The Clinical Burden of ICI-D
The morbidity associated with ICI-D is disproportionately high relative to its frequency. The study noted that 90% of patients diagnosed with ICI-D required hospitalization. Even more concerning, 43% of these patients required ICU-level care, often due to severe metabolic derangements such as DKA. This high healthcare utilization underscores the need for oncology teams to have rapid protocols for identifying and managing metabolic emergencies.
Diagnostic Differentiation
Differentiating ICI-D from other forms of hyperglycemia is essential for appropriate management. Patients on cancer therapy often experience hyperglycemia due to high-dose corticosteroids or stress. However, the study found that the degree of hyperglycemia is a powerful differentiator. Patients with ICI-D presented with significantly higher glucose levels than those with other etiologies. Clinicians should maintain a high index of suspicion for ICI-D when glucose levels rise precipitously, especially if accompanied by low C-peptide levels or positive autoantibodies, although the latter are not always present in ICI-D.

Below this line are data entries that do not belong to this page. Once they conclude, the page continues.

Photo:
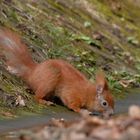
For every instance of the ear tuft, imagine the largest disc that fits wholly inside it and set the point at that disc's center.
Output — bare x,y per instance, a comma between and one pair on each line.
101,82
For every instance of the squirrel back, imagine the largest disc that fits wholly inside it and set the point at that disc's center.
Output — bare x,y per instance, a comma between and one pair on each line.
56,78
18,60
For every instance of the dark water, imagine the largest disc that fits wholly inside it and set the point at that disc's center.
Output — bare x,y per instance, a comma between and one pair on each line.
121,106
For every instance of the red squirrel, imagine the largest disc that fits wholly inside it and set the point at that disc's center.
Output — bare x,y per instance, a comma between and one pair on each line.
55,77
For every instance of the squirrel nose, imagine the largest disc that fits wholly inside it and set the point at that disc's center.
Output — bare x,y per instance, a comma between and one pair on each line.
108,113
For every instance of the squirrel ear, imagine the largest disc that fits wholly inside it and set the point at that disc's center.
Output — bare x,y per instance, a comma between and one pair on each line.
101,82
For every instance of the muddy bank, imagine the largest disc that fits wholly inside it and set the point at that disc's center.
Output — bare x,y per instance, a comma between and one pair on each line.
123,127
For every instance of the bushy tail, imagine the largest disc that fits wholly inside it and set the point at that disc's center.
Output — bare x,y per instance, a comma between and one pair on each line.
14,51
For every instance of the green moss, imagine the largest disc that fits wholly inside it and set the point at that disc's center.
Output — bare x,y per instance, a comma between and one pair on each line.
67,30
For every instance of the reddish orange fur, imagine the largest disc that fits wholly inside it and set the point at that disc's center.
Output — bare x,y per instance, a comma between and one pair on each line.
54,77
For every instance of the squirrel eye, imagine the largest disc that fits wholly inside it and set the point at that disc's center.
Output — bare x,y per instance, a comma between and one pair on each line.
104,103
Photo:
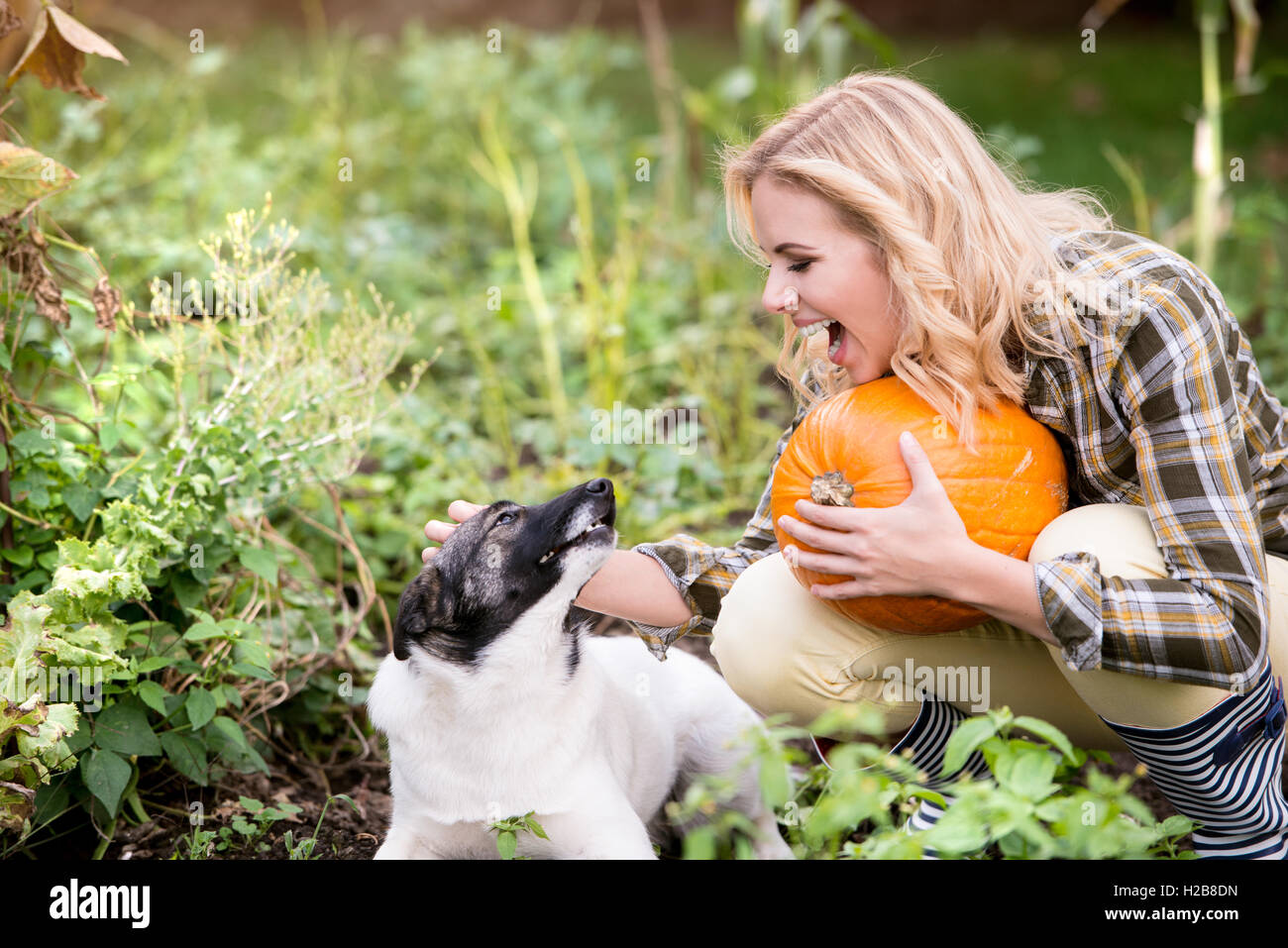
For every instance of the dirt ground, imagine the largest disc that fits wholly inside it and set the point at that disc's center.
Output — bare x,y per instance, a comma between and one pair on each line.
356,832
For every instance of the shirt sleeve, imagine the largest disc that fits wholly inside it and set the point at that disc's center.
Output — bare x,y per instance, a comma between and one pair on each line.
700,574
1207,623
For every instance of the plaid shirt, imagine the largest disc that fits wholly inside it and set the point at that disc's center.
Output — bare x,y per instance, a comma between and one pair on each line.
1163,408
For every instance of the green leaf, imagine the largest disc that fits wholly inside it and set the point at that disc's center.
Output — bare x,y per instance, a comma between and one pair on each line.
205,630
533,826
154,662
261,562
124,728
154,695
26,175
1047,732
80,500
253,672
964,742
506,843
201,707
187,755
106,775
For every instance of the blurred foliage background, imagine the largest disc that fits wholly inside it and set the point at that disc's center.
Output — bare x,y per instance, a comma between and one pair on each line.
542,206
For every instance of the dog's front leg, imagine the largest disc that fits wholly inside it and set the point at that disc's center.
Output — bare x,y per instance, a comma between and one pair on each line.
604,831
399,844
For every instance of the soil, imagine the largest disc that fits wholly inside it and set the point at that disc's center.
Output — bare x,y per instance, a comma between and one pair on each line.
356,832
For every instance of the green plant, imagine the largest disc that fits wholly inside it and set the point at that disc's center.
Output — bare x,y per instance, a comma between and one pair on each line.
303,848
507,833
1041,798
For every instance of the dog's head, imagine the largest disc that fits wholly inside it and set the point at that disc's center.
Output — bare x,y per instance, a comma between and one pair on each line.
500,563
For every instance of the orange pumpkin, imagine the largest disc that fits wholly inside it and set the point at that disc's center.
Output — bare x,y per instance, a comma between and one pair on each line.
1005,496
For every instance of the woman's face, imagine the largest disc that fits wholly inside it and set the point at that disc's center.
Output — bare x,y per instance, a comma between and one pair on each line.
835,275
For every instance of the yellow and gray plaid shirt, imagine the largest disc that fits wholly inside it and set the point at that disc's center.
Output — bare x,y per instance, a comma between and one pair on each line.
1163,408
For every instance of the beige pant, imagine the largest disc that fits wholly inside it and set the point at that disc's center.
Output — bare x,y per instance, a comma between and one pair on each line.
784,651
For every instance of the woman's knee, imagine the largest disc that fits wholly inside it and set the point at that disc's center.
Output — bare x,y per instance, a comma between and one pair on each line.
752,638
1119,535
784,651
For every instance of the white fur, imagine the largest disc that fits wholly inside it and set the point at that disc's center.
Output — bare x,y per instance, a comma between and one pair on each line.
593,756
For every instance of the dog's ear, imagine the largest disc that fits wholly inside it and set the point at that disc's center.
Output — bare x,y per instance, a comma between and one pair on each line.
421,608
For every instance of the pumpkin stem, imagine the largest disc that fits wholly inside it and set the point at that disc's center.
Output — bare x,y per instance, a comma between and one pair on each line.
832,489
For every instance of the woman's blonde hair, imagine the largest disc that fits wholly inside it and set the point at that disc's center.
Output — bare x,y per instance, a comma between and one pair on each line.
966,244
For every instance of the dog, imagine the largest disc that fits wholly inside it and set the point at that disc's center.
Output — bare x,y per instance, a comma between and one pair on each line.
497,704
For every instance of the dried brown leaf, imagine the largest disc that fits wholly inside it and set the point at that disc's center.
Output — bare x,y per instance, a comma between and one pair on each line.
9,21
107,301
55,52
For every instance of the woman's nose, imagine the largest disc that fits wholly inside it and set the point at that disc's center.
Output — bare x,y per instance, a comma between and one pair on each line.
781,299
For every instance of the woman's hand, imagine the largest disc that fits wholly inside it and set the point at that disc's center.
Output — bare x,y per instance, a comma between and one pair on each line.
911,549
459,510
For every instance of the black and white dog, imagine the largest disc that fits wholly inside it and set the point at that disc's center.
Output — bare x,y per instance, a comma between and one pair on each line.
497,704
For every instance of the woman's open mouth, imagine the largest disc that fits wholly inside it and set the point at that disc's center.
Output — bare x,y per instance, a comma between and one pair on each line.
835,335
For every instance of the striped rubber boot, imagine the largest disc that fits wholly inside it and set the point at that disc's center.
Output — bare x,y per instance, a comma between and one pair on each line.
1223,769
927,737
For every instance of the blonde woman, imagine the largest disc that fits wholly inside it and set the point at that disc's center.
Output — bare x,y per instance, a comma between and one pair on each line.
1149,614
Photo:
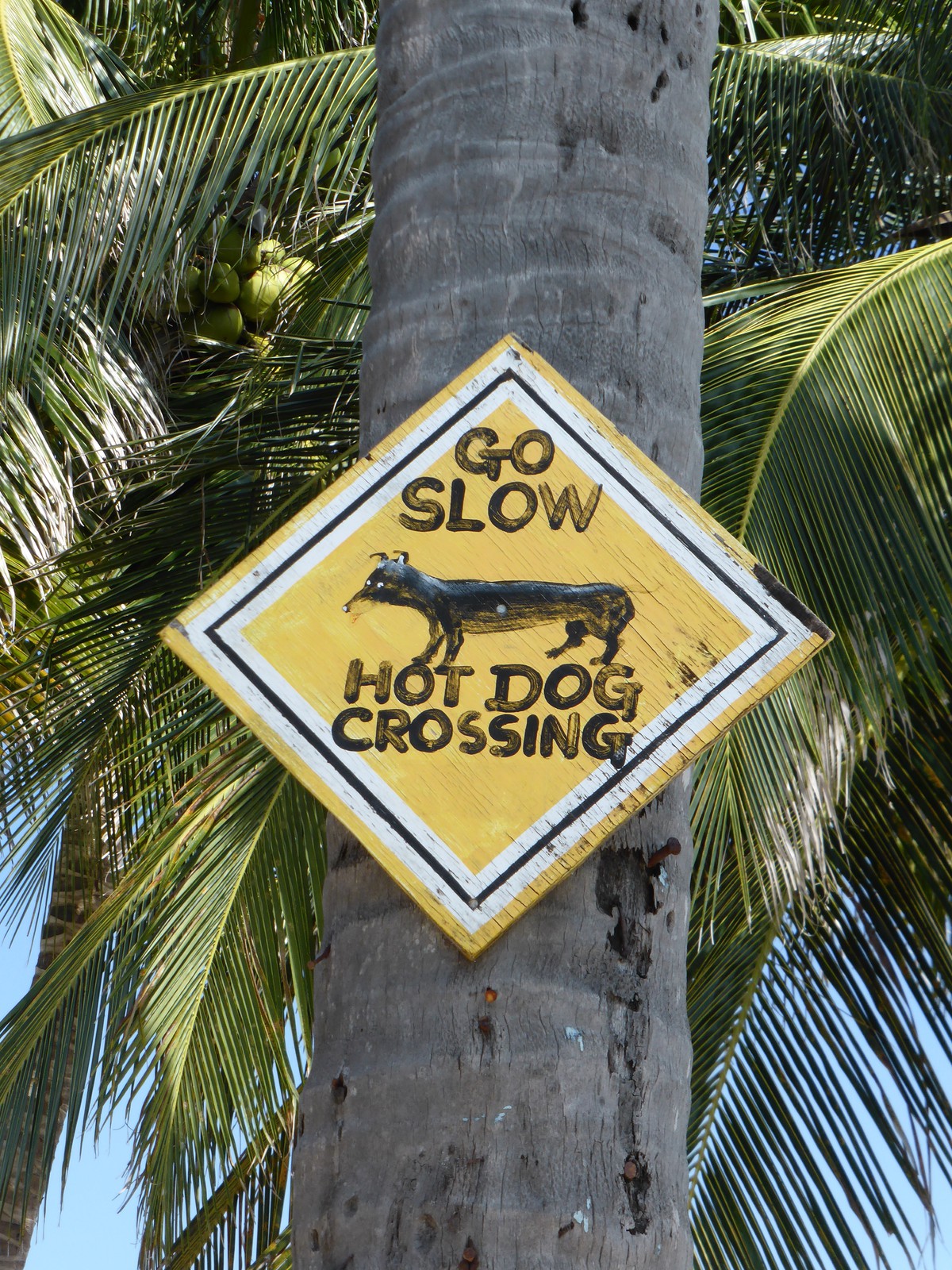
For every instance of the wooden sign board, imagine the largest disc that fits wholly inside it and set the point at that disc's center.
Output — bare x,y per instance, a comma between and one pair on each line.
494,639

Expert Commentary and Mechanistic Insights
From a mechanistic standpoint, ICI-D is thought to occur when the inhibition of the PD-1/PD-L1 pathway removes the “brakes” from autoreactive T-cells that target pancreatic islets. The observation that chemotherapy reduces this risk aligns with the hypothesis that generalized lymphodepletion or the anti-inflammatory effects of certain chemo-regimens can dampen this specific autoimmune cascade.
Limitations of the study include the reliance on adverse event reporting, which may lead to under-recognition of milder cases. However, the use of NCI CTEP data provides a robust, large-scale view that is often missing from single-center retrospective cohorts. Experts suggest that as immunotherapy moves into the adjuvant setting for earlier-stage cancers, the long-term management of ICI-D will become an increasingly important part of survivorship care.
Conclusion and Summary
The NCI trial conglomerate analysis confirms that ICI-D is a rare but life-threatening complication of modern immunotherapy. The risk is nearly three times higher with combination immunotherapy and significantly lower when chemotherapy is part of the regimen. Given that 90% of cases lead to hospitalization, early detection through routine glucose monitoring is vital. For the clinician, a sudden, severe spike in blood glucose in a patient receiving PD-1/PD-L1 inhibitors should be treated as an endocrine emergency until proven otherwise.
References
Quandt ZE, Finnigan S, Hill V, et al. Immune Checkpoint Inhibitor-Induced Diabetes Across National Cancer Institute Trials That Included PD-1 or PD-L1 Agents. JAMA Oncol. 2025; Published online December 26, 2024. doi:10.1001/jamaoncol.2025.5594.